Music: Prelude/ To Claudia on Thursday (Millennium) 1968

Let the heavens kiss you with the breeze / Let the sunshine see you through the trees / Don’t give a thought to anything in the world / but you and me

08 September 2024 | James Porteous | Clipper Media Blues

Music: Prelude/ To Claudia on Thursday (Millennium) 1968

Lyrics

Take off your shoes and feel the grass
Lie back and let the hours pass
Don’t give a thought to anything in the world but you and me

Let the heavens kiss you with the breeze
Let the sunshine see you through the trees
Don’t give a thought to anything in the world but you and me

Just take your time and let me get into your smile
Relax and find just what we can feel for a while

Open up your heart and breathe the air
Let the wind and light play in your hair
Don’t give a thought to anything in the world but you and me

Just take a look and see all the love in the sky
And when you do the love will reflect in your eye

Sing me a song without a sound
And I will hear it through the ground
Don’t give a thought to anything in the world but you and me
And everyone

Source: LyricFind

Songwriters: Joseph Stec / Michael Fennelly

To Claudia on Thursday lyrics © Sony/ATV Music Publishing LLC

Hey, What’s That Song? “Prelude/To Claudia On Thursday” by The Millennium

Every decade possesses its share of cult classics, albums unheralded by the general public but held in high regard by those in the know, and now you, too, can join the cultists (but not the scary kind…..cheerful cultists).

Welcome to The Millennium!

We’ve met Curt Boettcher before, back here, in 1964. After his folk group The GoldeBriars broke up, Curt formed a collective of like-minded singers and songwriters in Los Angeles who basically lived in the studio, playing together under the name The Ballroom and also contributing to each other’s solo material. In his spare time, Boettcher somehow found the energy to produce The Association’s debut album in 1966, along with the hits “Along Comes Mary” and “Cherish.” This gave him enough currency around town to score a record deal with Columbia, and he brought his friends along with him, this time under the name The Millennium. He would need all of that currency.

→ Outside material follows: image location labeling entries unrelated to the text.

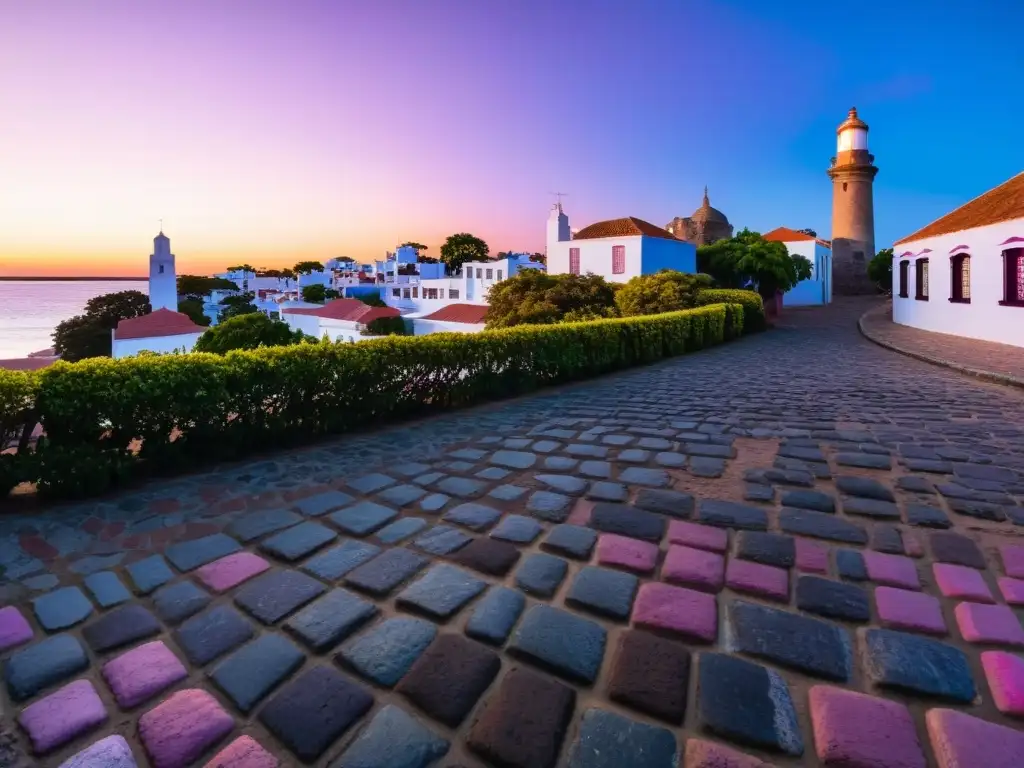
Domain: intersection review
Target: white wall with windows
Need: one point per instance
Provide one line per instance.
(968, 284)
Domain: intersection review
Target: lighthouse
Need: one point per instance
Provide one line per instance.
(852, 172)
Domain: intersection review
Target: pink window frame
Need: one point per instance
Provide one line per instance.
(619, 259)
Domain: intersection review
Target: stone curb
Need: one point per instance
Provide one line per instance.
(1006, 380)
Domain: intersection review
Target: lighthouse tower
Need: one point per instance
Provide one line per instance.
(163, 281)
(852, 172)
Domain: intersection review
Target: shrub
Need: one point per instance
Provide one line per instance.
(248, 332)
(109, 421)
(751, 301)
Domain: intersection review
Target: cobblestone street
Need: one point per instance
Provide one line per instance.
(797, 549)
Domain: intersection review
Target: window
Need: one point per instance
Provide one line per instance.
(1013, 262)
(619, 259)
(922, 276)
(960, 266)
(573, 261)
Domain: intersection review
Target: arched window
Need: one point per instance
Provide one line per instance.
(922, 276)
(960, 266)
(1013, 264)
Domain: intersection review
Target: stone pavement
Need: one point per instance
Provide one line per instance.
(798, 549)
(999, 363)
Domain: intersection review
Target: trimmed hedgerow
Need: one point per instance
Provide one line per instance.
(754, 306)
(109, 421)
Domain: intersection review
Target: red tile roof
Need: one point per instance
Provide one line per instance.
(159, 323)
(347, 309)
(785, 235)
(627, 227)
(28, 364)
(469, 313)
(1004, 203)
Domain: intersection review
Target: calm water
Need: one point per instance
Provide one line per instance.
(30, 311)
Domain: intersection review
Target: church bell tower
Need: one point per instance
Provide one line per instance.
(852, 172)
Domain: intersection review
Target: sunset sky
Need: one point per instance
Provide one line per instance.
(271, 131)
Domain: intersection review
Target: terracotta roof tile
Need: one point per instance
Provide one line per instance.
(1004, 203)
(470, 313)
(627, 227)
(785, 235)
(159, 323)
(347, 309)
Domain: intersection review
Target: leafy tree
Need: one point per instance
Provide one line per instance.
(242, 303)
(880, 270)
(666, 291)
(307, 267)
(459, 249)
(749, 258)
(88, 335)
(315, 294)
(537, 298)
(197, 286)
(249, 332)
(194, 308)
(385, 327)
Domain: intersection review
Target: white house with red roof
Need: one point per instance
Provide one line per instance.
(340, 320)
(964, 273)
(816, 290)
(160, 331)
(454, 317)
(616, 250)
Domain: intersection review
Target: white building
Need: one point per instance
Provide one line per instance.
(454, 317)
(964, 273)
(616, 250)
(340, 320)
(817, 289)
(163, 280)
(161, 331)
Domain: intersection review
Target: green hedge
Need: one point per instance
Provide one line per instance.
(108, 421)
(754, 306)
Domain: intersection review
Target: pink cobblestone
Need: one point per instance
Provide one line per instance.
(699, 537)
(812, 557)
(964, 741)
(231, 570)
(700, 754)
(183, 727)
(1012, 589)
(909, 610)
(1013, 559)
(962, 582)
(61, 716)
(1005, 673)
(687, 612)
(758, 579)
(627, 553)
(989, 624)
(693, 566)
(142, 673)
(245, 752)
(854, 729)
(895, 570)
(14, 629)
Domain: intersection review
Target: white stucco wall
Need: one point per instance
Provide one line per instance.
(424, 327)
(163, 344)
(643, 256)
(984, 317)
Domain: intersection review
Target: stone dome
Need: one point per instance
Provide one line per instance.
(707, 213)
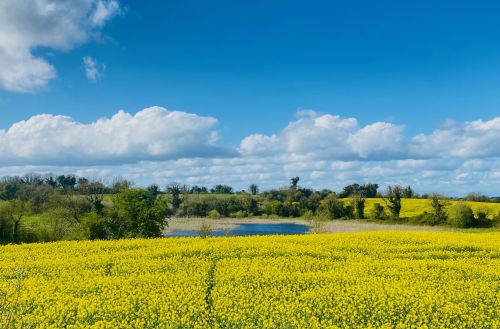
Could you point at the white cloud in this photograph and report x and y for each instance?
(160, 146)
(329, 137)
(93, 69)
(151, 134)
(29, 25)
(472, 139)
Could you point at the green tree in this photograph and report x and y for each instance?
(253, 189)
(378, 212)
(174, 189)
(393, 200)
(11, 214)
(358, 203)
(460, 215)
(143, 214)
(439, 209)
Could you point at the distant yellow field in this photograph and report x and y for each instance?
(345, 280)
(414, 207)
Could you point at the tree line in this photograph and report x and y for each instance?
(50, 208)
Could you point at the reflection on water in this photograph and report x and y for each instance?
(250, 229)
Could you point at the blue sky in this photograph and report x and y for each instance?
(252, 66)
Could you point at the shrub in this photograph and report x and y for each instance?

Just as they had for the last couple of years, all seven members contributed to the songwriting, instruments, and particularly the lush vocal harmonies which were Boettcher’s trademark as a producer. His co-producer on the project was one Keith Olsen (you may remember him from posts past — five years after The Millennium, he would introduce Fleetwood Mac to Buckingham Nicks and then produce their first album together, and in 1981 he produced Rick Springfield’s “Jessie’s Girl”). Due to the excessive number of studio hours and the complexity involved with the brand-new 16-track technology, by the time the group wrapped up their debut, it was the most expensive album ever recorded up to that date. Expectations, as you might expect, ran high.

Released in the summer of 1968, Begin was hailed by critics but failed by the public. Unfortunately, none of the singles released by Columbia caught on with radio stations or record buyers, despite the fact that The Millennium sounded like The Beatles, The Beach Boys, The Association, and Nilsson all rolled up into one group. The music they made was later dubbed “sunshine pop.” Alas for Curt and Co., they made pop music for adults in a genre that usually catered to the young with songs about sunshine, rainbows, and balloons — caught in the middle, The Millennium proved too mature for the teenyboppers and too soft for the hip.

Later generations judged the music on its merits. Pop wasn’t a dirty word to the cultists — they opened their ears and basked in the sunshine … and it was good.


Begin (The Millennium album)

Begin is the sole studio album released by the American music group the Millennium released in July 1968 on Columbia Records. The group first appeared after members from various Los Angeles pop groups such as the Ballroom, Sagittarius and the Music Machine decided to collaborate on an album.

Along with adapting previously recorded material, the band began recording and writing the music of Begin in early 1968 at Columbia Studios. Begin was the second album to use sixteen-track recording technology following Simon & Garfunkel‘s album Bookends. The group wrote songs in a style later described as sunshine pop, a style noted for its influence of psychedelia with rich harmony vocals and lush orchestrations. Due to the album’s complex recordings and long studio time, it became the most expensive studio album recorded by 1968.[1]

The album received critical acclaim on its release, but did not sell well, failing to chart in the United States and the United Kingdom. The group abandoned a follow-up album for which they had already recorded songs. As pop music of the 1960s was re-evaluated by newer generation of critics, Begin continued to receive positive reviews after the album was re-issued in the 1990s, with AllMusic finding it to be a “bona fide lost classic” and that it was on the same level as “more widely popular albums from the era”, and Pitchfork declaring it “probably the single greatest 60s pop record produced in L.A. outside of The Beach Boys.”